CALIFORNIA

WOMEN RELIGIOUS WORLDWIDE WORK TO ADDRESS AFFORDABLE HOUSING, HOMELESSNESS

By Chris Herlinger, Catholic News Service     2/21/2020

LOS ANGELES (CNS) — Tommy Dunphy, a 37-year-old native of California’s San Gabriel Valley, is no stranger to the streets of Los Angeles’ Skid Row. 

He has known both homelessness and the perils of jail, having spent time in and out of prison for two decades for drug-related charges.

But Dunphy has been doing his best to live a “clean” life, keeping various addiction and mental health challenges at bay and managing his HIV. Taking care of Arianna, his beloved dog of two and a half years, is a cornerstone in his life.
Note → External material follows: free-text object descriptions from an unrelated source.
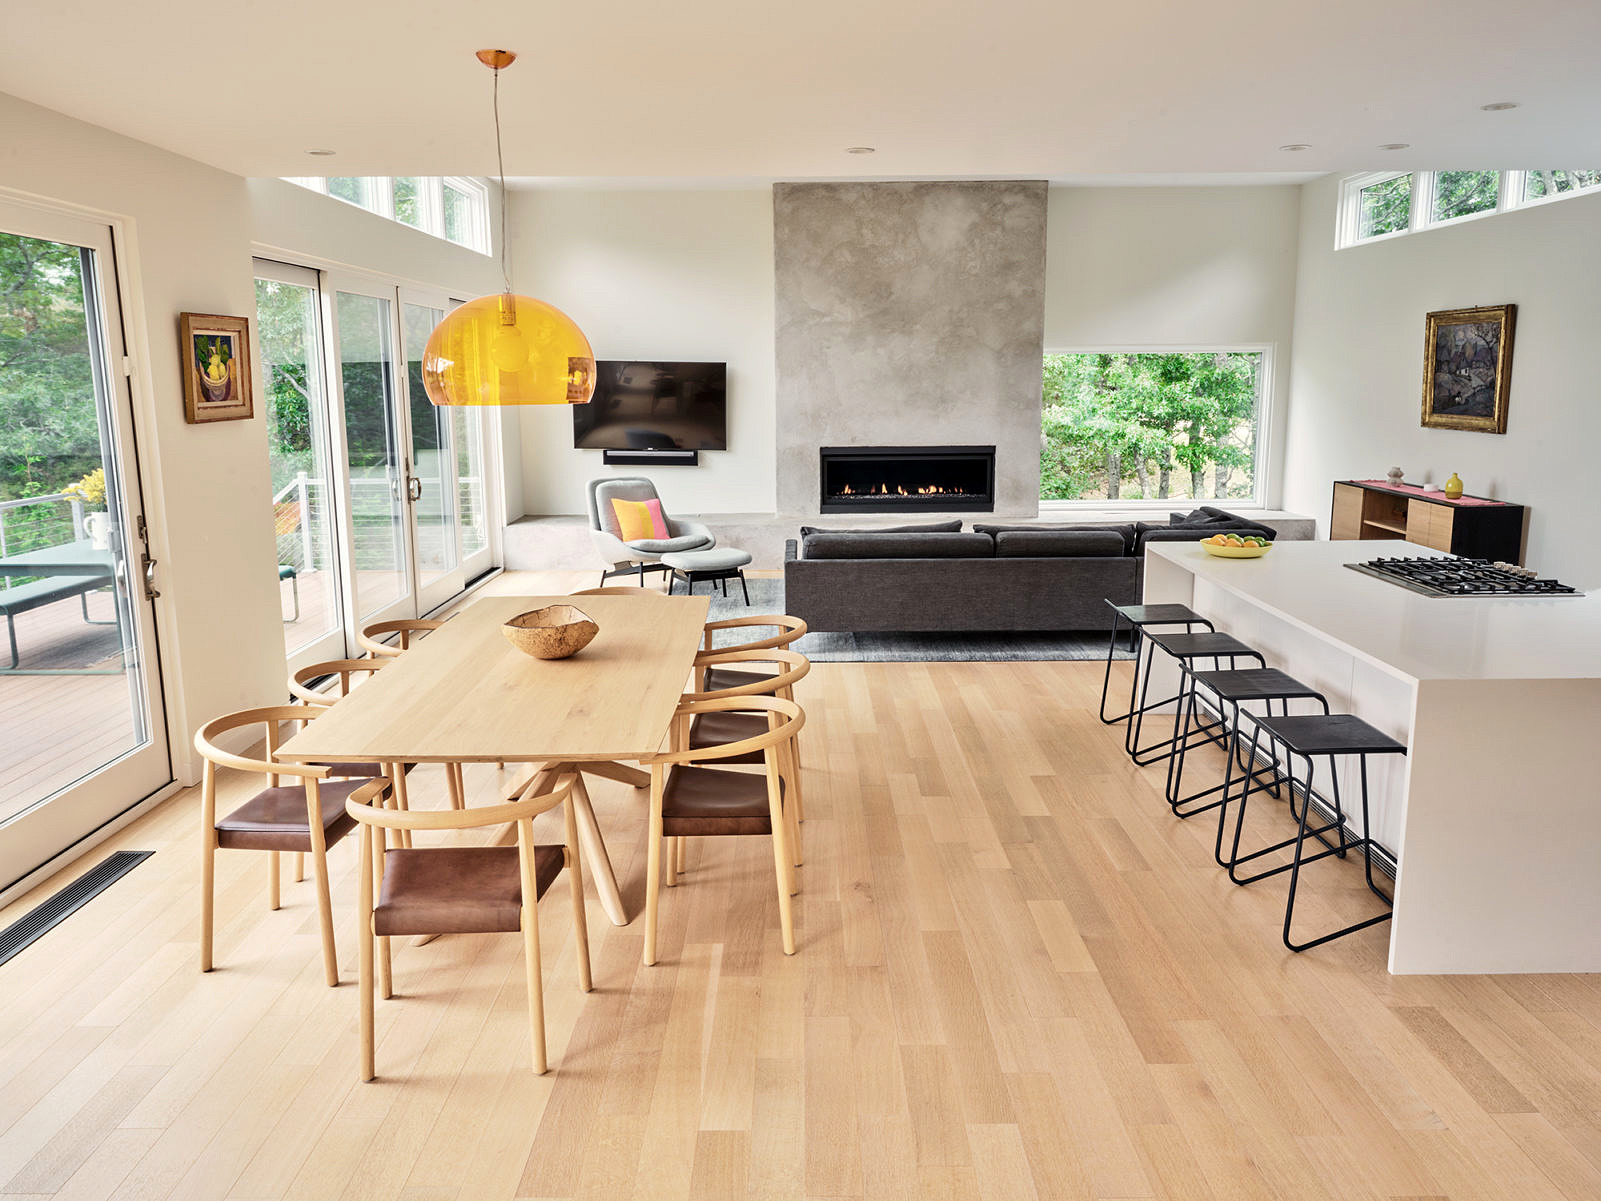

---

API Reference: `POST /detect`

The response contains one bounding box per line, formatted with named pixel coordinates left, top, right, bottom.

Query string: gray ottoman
left=661, top=547, right=753, bottom=603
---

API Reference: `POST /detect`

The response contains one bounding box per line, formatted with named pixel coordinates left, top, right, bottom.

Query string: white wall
left=1282, top=174, right=1601, bottom=584
left=248, top=177, right=502, bottom=300
left=2, top=90, right=277, bottom=782
left=1, top=92, right=516, bottom=783
left=1044, top=185, right=1304, bottom=509
left=508, top=187, right=776, bottom=518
So is his low-rent, government-subsidized apartment in the Gateway apartment complex on Skid Row.

Another godsend is his long-standing friendship with Sister Margaret Farrell, a member of the Religious Sisters of Charity, who is spiritual ministry coordinator at Covenant House California in Los Angeles and a frequent visitor to Skid Row.

As many as 60,000 people may be living on the streets at night in Los Angeles. In what is perhaps the most potent and visible symbol of homelessness in the nation’s second-largest city, hundreds of people live in tents on Skid Row — a risky and often dangerous life, exposing them to crime, drugs and prostitution.
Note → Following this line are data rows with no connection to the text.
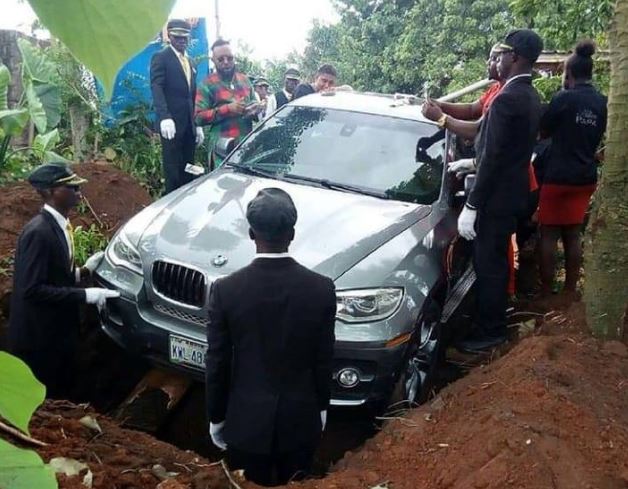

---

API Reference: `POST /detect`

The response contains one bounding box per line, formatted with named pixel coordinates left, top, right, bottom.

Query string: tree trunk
left=69, top=103, right=89, bottom=161
left=584, top=0, right=628, bottom=340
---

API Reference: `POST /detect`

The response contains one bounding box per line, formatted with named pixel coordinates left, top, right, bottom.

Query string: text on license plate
left=169, top=335, right=207, bottom=368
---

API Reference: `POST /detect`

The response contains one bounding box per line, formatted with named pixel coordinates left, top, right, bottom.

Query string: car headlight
left=106, top=230, right=143, bottom=274
left=336, top=288, right=404, bottom=323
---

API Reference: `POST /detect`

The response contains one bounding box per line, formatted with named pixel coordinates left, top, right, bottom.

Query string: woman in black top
left=538, top=40, right=607, bottom=300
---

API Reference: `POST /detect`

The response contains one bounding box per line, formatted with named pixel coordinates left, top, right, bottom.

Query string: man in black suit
left=265, top=68, right=301, bottom=115
left=205, top=188, right=336, bottom=486
left=454, top=29, right=543, bottom=351
left=8, top=163, right=119, bottom=397
left=150, top=19, right=204, bottom=194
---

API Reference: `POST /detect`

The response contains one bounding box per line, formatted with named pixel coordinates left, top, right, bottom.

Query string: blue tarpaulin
left=104, top=18, right=209, bottom=124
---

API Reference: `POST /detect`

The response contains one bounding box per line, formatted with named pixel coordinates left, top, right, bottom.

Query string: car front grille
left=153, top=303, right=208, bottom=327
left=152, top=260, right=207, bottom=307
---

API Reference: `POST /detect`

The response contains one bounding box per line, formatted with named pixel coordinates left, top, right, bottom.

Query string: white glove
left=209, top=421, right=227, bottom=450
left=160, top=118, right=176, bottom=140
left=83, top=251, right=104, bottom=274
left=320, top=410, right=327, bottom=431
left=85, top=288, right=120, bottom=311
left=195, top=127, right=204, bottom=146
left=448, top=158, right=476, bottom=178
left=458, top=206, right=477, bottom=240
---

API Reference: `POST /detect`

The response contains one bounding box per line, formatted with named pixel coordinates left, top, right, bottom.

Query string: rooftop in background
left=536, top=50, right=610, bottom=73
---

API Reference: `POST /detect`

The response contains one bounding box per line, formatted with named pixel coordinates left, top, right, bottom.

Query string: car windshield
left=227, top=106, right=445, bottom=205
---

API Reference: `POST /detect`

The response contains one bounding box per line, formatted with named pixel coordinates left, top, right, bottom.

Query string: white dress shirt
left=265, top=89, right=291, bottom=117
left=254, top=252, right=292, bottom=259
left=43, top=204, right=80, bottom=282
left=43, top=204, right=72, bottom=259
left=503, top=73, right=532, bottom=88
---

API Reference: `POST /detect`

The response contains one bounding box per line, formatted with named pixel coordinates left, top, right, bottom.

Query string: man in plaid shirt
left=195, top=39, right=259, bottom=168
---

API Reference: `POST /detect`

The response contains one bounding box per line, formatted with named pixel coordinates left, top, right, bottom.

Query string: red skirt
left=538, top=183, right=596, bottom=225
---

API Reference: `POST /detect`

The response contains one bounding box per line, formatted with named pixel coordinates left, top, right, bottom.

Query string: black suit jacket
left=469, top=75, right=541, bottom=217
left=8, top=210, right=85, bottom=353
left=150, top=47, right=197, bottom=133
left=205, top=257, right=336, bottom=455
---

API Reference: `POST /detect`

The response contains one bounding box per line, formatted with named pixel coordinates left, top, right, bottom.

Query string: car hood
left=134, top=169, right=431, bottom=280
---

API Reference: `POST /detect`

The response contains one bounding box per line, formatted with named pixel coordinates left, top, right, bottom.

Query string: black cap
left=28, top=163, right=87, bottom=190
left=285, top=68, right=301, bottom=80
left=167, top=19, right=191, bottom=37
left=499, top=29, right=543, bottom=63
left=246, top=188, right=297, bottom=241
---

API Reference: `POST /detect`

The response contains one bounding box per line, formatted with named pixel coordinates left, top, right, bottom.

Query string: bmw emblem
left=212, top=254, right=228, bottom=267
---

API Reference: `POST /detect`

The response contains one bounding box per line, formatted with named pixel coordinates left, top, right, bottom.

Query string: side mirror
left=215, top=137, right=236, bottom=160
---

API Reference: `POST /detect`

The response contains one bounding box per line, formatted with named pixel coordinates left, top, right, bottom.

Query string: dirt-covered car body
left=95, top=91, right=470, bottom=407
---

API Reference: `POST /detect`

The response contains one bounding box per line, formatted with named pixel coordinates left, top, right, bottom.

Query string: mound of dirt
left=27, top=401, right=236, bottom=489
left=0, top=162, right=152, bottom=298
left=286, top=305, right=628, bottom=489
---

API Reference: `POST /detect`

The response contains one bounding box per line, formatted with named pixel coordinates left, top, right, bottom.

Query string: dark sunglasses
left=63, top=184, right=81, bottom=192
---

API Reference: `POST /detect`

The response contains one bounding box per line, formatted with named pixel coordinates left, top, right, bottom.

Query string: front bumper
left=95, top=269, right=410, bottom=407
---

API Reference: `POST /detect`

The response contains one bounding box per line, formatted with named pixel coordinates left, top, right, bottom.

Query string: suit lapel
left=41, top=210, right=70, bottom=268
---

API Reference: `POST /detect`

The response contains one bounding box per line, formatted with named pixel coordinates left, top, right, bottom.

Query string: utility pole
left=214, top=0, right=221, bottom=39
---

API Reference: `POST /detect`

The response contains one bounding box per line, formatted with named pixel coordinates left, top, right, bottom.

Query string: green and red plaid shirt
left=195, top=71, right=256, bottom=161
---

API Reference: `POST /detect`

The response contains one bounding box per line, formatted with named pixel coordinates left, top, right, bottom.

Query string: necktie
left=65, top=221, right=75, bottom=266
left=179, top=53, right=191, bottom=86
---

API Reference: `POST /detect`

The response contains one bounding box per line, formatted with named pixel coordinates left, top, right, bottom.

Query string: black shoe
left=456, top=331, right=507, bottom=354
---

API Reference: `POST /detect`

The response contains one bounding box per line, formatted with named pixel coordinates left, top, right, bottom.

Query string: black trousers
left=227, top=446, right=315, bottom=487
left=473, top=213, right=517, bottom=334
left=160, top=124, right=196, bottom=194
left=12, top=347, right=75, bottom=399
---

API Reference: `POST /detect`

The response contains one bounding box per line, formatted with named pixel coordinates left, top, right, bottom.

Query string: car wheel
left=391, top=301, right=443, bottom=408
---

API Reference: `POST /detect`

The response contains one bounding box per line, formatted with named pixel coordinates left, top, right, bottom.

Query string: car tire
left=389, top=300, right=443, bottom=409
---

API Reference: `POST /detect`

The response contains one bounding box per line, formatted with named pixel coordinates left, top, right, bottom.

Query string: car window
left=229, top=106, right=445, bottom=205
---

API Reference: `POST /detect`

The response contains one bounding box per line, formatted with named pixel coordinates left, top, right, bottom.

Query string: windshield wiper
left=284, top=173, right=389, bottom=199
left=226, top=162, right=279, bottom=180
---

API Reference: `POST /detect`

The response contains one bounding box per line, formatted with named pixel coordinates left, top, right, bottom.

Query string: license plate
left=169, top=335, right=207, bottom=369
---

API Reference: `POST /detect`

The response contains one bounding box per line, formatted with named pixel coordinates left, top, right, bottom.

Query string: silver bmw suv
left=95, top=91, right=474, bottom=408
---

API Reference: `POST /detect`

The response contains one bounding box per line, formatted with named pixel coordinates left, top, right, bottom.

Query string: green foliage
left=0, top=353, right=55, bottom=489
left=0, top=39, right=65, bottom=172
left=0, top=152, right=35, bottom=186
left=32, top=129, right=69, bottom=163
left=297, top=0, right=614, bottom=96
left=0, top=64, right=29, bottom=138
left=533, top=75, right=562, bottom=102
left=24, top=81, right=47, bottom=134
left=17, top=38, right=56, bottom=84
left=509, top=0, right=614, bottom=49
left=99, top=101, right=164, bottom=196
left=72, top=223, right=108, bottom=266
left=0, top=439, right=57, bottom=489
left=0, top=64, right=10, bottom=110
left=17, top=38, right=62, bottom=133
left=0, top=351, right=46, bottom=435
left=235, top=41, right=264, bottom=81
left=27, top=0, right=177, bottom=98
left=0, top=109, right=30, bottom=138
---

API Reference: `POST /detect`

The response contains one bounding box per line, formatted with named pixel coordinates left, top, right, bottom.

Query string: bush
left=98, top=101, right=164, bottom=196
left=72, top=224, right=107, bottom=266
The linked problems of homelessness and the lack of affordable housing are drawing urgent attention at the moment, though it is nothing new to women religious, like Sister Farrell, who have championed the cause of shelter and housing in their ministries. Hundreds, if not thousands, of sisters are working in such ministries globally.
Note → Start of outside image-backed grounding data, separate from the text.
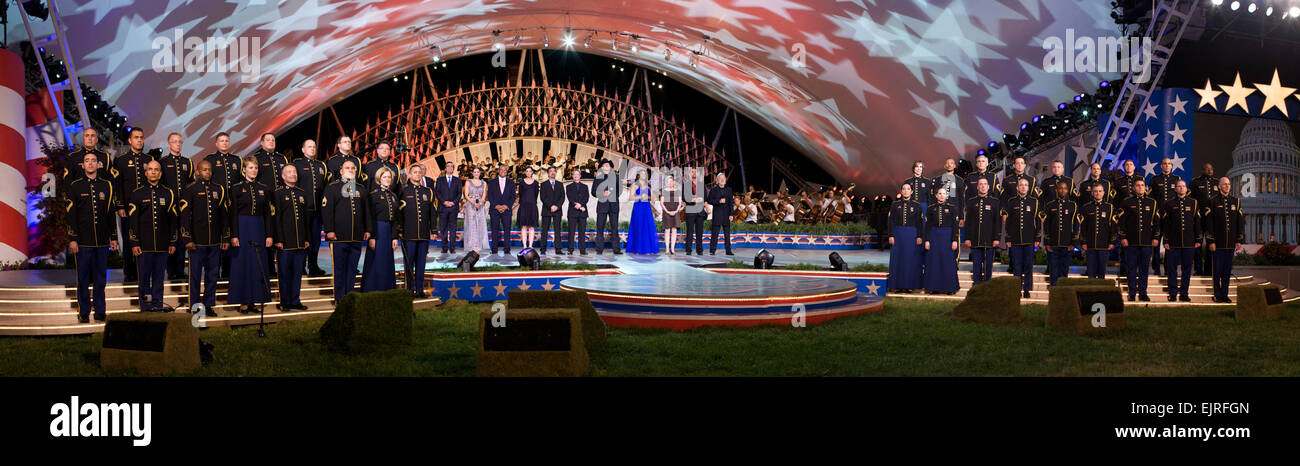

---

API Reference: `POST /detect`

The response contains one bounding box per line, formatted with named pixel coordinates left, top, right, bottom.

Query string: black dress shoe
left=580, top=251, right=588, bottom=256
left=1168, top=295, right=1177, bottom=302
left=710, top=251, right=716, bottom=255
left=1139, top=294, right=1151, bottom=302
left=1222, top=297, right=1233, bottom=304
left=204, top=309, right=218, bottom=317
left=77, top=315, right=90, bottom=324
left=93, top=314, right=106, bottom=322
left=1022, top=290, right=1030, bottom=298
left=725, top=251, right=734, bottom=256
left=1128, top=294, right=1136, bottom=302
left=595, top=249, right=603, bottom=255
left=613, top=250, right=622, bottom=255
left=685, top=250, right=692, bottom=255
left=1179, top=295, right=1191, bottom=302
left=505, top=250, right=511, bottom=254
left=308, top=269, right=327, bottom=277
left=292, top=304, right=309, bottom=310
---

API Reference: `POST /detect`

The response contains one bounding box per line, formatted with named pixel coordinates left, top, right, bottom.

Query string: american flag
left=1120, top=87, right=1195, bottom=180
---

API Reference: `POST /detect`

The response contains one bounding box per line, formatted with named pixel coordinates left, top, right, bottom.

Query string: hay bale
left=507, top=289, right=606, bottom=346
left=1235, top=284, right=1284, bottom=320
left=478, top=307, right=588, bottom=377
left=1046, top=285, right=1127, bottom=332
left=319, top=289, right=414, bottom=353
left=1055, top=277, right=1117, bottom=288
left=100, top=312, right=200, bottom=375
left=950, top=276, right=1022, bottom=324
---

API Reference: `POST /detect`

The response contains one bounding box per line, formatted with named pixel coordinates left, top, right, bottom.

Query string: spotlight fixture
left=1032, top=115, right=1042, bottom=123
left=1266, top=6, right=1273, bottom=15
left=754, top=250, right=774, bottom=269
left=1231, top=1, right=1240, bottom=11
left=562, top=28, right=575, bottom=47
left=1058, top=102, right=1067, bottom=110
left=1099, top=80, right=1109, bottom=88
left=462, top=44, right=470, bottom=55
left=1248, top=2, right=1256, bottom=13
left=630, top=36, right=640, bottom=52
left=664, top=48, right=672, bottom=60
left=457, top=251, right=480, bottom=272
left=1291, top=6, right=1300, bottom=17
left=492, top=31, right=503, bottom=50
left=689, top=52, right=699, bottom=68
left=1020, top=122, right=1029, bottom=130
left=828, top=252, right=848, bottom=272
left=512, top=35, right=520, bottom=48
left=1211, top=0, right=1222, bottom=5
left=544, top=34, right=550, bottom=48
left=431, top=45, right=442, bottom=63
left=583, top=34, right=593, bottom=47
left=517, top=248, right=540, bottom=271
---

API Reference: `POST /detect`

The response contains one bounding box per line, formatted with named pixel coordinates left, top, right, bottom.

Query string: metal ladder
left=1093, top=0, right=1199, bottom=168
left=17, top=0, right=91, bottom=146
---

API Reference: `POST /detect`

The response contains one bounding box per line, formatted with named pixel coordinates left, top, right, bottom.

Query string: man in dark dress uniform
left=1001, top=178, right=1040, bottom=297
left=434, top=161, right=462, bottom=253
left=487, top=163, right=516, bottom=255
left=1204, top=177, right=1243, bottom=303
left=178, top=160, right=226, bottom=317
left=362, top=141, right=400, bottom=193
left=271, top=166, right=310, bottom=312
left=1118, top=179, right=1159, bottom=301
left=706, top=173, right=735, bottom=255
left=931, top=157, right=964, bottom=218
left=293, top=139, right=329, bottom=276
left=539, top=166, right=566, bottom=255
left=565, top=168, right=590, bottom=255
left=399, top=164, right=436, bottom=297
left=1147, top=157, right=1180, bottom=275
left=1041, top=181, right=1078, bottom=285
left=964, top=178, right=1002, bottom=284
left=1077, top=162, right=1114, bottom=205
left=962, top=155, right=997, bottom=204
left=205, top=132, right=242, bottom=279
left=1112, top=159, right=1141, bottom=277
left=159, top=133, right=194, bottom=280
left=127, top=160, right=177, bottom=311
left=111, top=128, right=154, bottom=283
left=326, top=136, right=362, bottom=184
left=1161, top=180, right=1201, bottom=302
left=999, top=156, right=1038, bottom=203
left=591, top=159, right=622, bottom=254
left=251, top=133, right=287, bottom=277
left=1189, top=163, right=1218, bottom=276
left=903, top=160, right=932, bottom=215
left=66, top=152, right=117, bottom=323
left=1078, top=184, right=1117, bottom=279
left=322, top=160, right=371, bottom=303
left=63, top=128, right=110, bottom=187
left=1038, top=160, right=1076, bottom=207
At the core of that ministry is a moral imperative grounded in the Gospel and the belief that having a home affords human dignity.

“No one should be living in the street, or in a car, or bouncing around from one relative’s couch to another,” Mercy Sister Helen Amos, a longtime housing and homelessness activist in Baltimore, told Global Sisters Report.

Dunphy says the ability to live in a safe, quiet apartment is the key to his success in the past three years.

No more prison, he said. “I’m done doing time.”